Britain could begin a telling exercise in classical monetary theory on Thursday as the central bank gets set to test a newly minted policy of “quantitative easing”.

In an effort to pump more money into the financial system and encourage banks to get lending again, the Bank of England has been given the green light to basically create more money.

 It will use the electronic funds to buy short- and long-dated gilts and a host of commercial debt in the hope that that will free up other capital to the banks, allowing them to lend more.

At root, the exercise is based on MV=PT, known as the Fisher equation of exchange and a mainstay of Keynesian monetary theory.

In the equation, M is the quantity of money and V is the velocity at which it travels around the economy. P stands for the general level of prices and T equals the number of transactions performed over a given accounting period.

In theory, V and T are more or less stable, meaning that all other things being equal, the amount of money in circulation has a direct impact on prices and/or the number of transactions.

By pumping more M into the economy (or at least making more M available), the central bank is hoping that economic activity will pick up (T will increase) and the economy will be reflated (P will pick up). In theory.

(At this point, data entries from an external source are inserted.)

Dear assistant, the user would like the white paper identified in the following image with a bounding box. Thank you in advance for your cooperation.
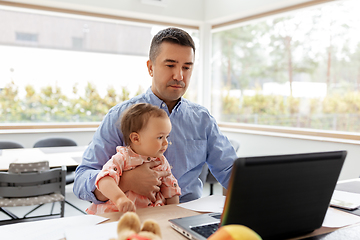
[65,221,118,240]
[330,190,360,209]
[0,215,108,240]
[178,195,225,213]
[322,207,360,228]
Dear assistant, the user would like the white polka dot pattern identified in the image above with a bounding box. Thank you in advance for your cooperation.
[0,193,65,207]
[8,161,50,173]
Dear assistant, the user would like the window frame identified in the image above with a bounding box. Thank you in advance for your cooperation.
[209,0,360,143]
[1,0,359,144]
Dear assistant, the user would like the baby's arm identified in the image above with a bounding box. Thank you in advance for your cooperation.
[97,176,136,212]
[166,195,179,205]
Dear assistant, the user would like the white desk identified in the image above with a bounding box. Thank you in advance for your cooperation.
[0,146,87,171]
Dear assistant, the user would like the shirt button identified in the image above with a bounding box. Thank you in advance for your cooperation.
[147,157,151,160]
[113,167,117,171]
[162,103,166,108]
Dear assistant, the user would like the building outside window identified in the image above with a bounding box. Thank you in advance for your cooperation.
[16,32,38,43]
[0,5,199,123]
[211,0,360,133]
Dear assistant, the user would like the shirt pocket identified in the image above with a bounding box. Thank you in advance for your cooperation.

The problem will come if those who have more money made available to them — the banks, commercial borrowers, companies and ultimately individuals — end up sitting on it rather than using it. That would effectively mean that V falls.

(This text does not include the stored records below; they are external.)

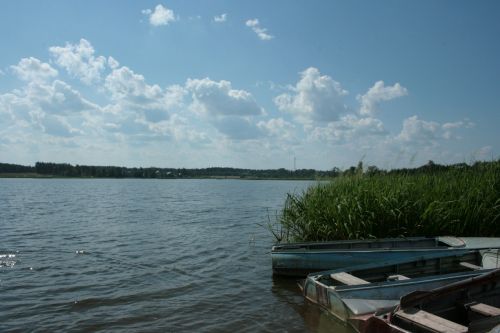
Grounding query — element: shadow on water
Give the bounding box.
[271,277,354,333]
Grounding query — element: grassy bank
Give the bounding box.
[274,160,500,242]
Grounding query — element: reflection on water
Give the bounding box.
[272,277,353,333]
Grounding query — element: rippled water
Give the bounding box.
[0,178,351,332]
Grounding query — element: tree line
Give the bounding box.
[0,160,497,179]
[0,162,334,179]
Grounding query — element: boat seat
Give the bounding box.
[469,303,500,317]
[459,261,482,270]
[395,308,468,333]
[387,274,410,281]
[330,272,370,285]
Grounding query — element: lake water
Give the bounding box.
[0,178,351,332]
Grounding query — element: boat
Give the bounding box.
[364,268,500,333]
[272,236,500,277]
[301,249,500,332]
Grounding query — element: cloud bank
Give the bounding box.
[0,39,480,168]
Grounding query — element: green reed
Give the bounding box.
[275,161,500,242]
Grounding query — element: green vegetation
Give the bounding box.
[274,160,500,242]
[0,162,337,180]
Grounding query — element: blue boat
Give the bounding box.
[272,236,500,276]
[301,249,500,332]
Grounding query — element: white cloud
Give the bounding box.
[107,56,120,69]
[0,79,98,138]
[257,118,297,141]
[0,37,483,169]
[441,119,474,139]
[185,78,264,140]
[245,18,274,40]
[143,4,176,26]
[214,13,227,23]
[49,39,107,85]
[274,67,348,124]
[105,66,186,123]
[396,115,474,145]
[357,80,408,116]
[10,57,58,82]
[310,115,386,143]
[186,78,262,116]
[40,114,82,137]
[2,80,97,117]
[396,116,440,144]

That has always been the unquantifiable in monetary theory as precisely measuring the velocity of money is extremely difficult, not to say open to interpretation.

If it works, quantitative easing will push up M, P and T and a corner may be turned in the credit crisis. Maybe. If it doesn’t, then M may go up, but V, T and P will all go on falling, causing More Very Tricky Problems indeed.

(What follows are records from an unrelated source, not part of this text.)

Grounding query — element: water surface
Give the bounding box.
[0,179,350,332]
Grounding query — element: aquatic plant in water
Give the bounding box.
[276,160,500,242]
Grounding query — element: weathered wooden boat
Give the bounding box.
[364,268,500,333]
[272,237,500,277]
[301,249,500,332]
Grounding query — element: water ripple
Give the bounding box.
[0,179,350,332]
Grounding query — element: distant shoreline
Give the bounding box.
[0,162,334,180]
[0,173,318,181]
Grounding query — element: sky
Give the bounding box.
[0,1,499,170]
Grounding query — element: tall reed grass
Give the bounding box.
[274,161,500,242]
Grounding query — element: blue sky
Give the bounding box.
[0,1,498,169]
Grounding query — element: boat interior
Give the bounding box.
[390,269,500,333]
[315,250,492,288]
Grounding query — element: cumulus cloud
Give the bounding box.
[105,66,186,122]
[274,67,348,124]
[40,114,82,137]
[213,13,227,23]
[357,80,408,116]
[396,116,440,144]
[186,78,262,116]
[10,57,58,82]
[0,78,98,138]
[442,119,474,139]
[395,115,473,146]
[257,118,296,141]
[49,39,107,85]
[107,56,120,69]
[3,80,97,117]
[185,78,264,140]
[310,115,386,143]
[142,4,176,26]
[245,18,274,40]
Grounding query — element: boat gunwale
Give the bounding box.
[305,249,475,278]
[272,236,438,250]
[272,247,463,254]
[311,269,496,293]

Had this chrisis occurred 20 years ago Quantative easing would have quite possibly worked and worked quickly. Problem is, it is not just the banks that lend money these days though the Govt is focusing soley on the banks and therefore missing a major part of the problem.

Posted by nick | Report as abusive

It is extremely critical that we have a widely-used and regularly-published measure of velocity (by currency). Operating without a measure (that can be evaluated historically) creates the same problems for central banks today that they faced in the Great Depression: a dearth of information. At that time, the U.S. Federal Reserve kept interest rates perpetually too high which, of course, prolonged the misery.If we had a clearer idea as to how much money supply has to be increased to offset the velocity loss (and get our economies back to full employment), we could determine whether current global efforts are sufficient.When a recovery does return, the inflationary pressures may become intense very quickly – and at that time, central banks will need to have an idea as to scale (and speed) of their efforts to cut the money supply.Is anyone working on a good measure to publish regularly (and historically)?This is critical!!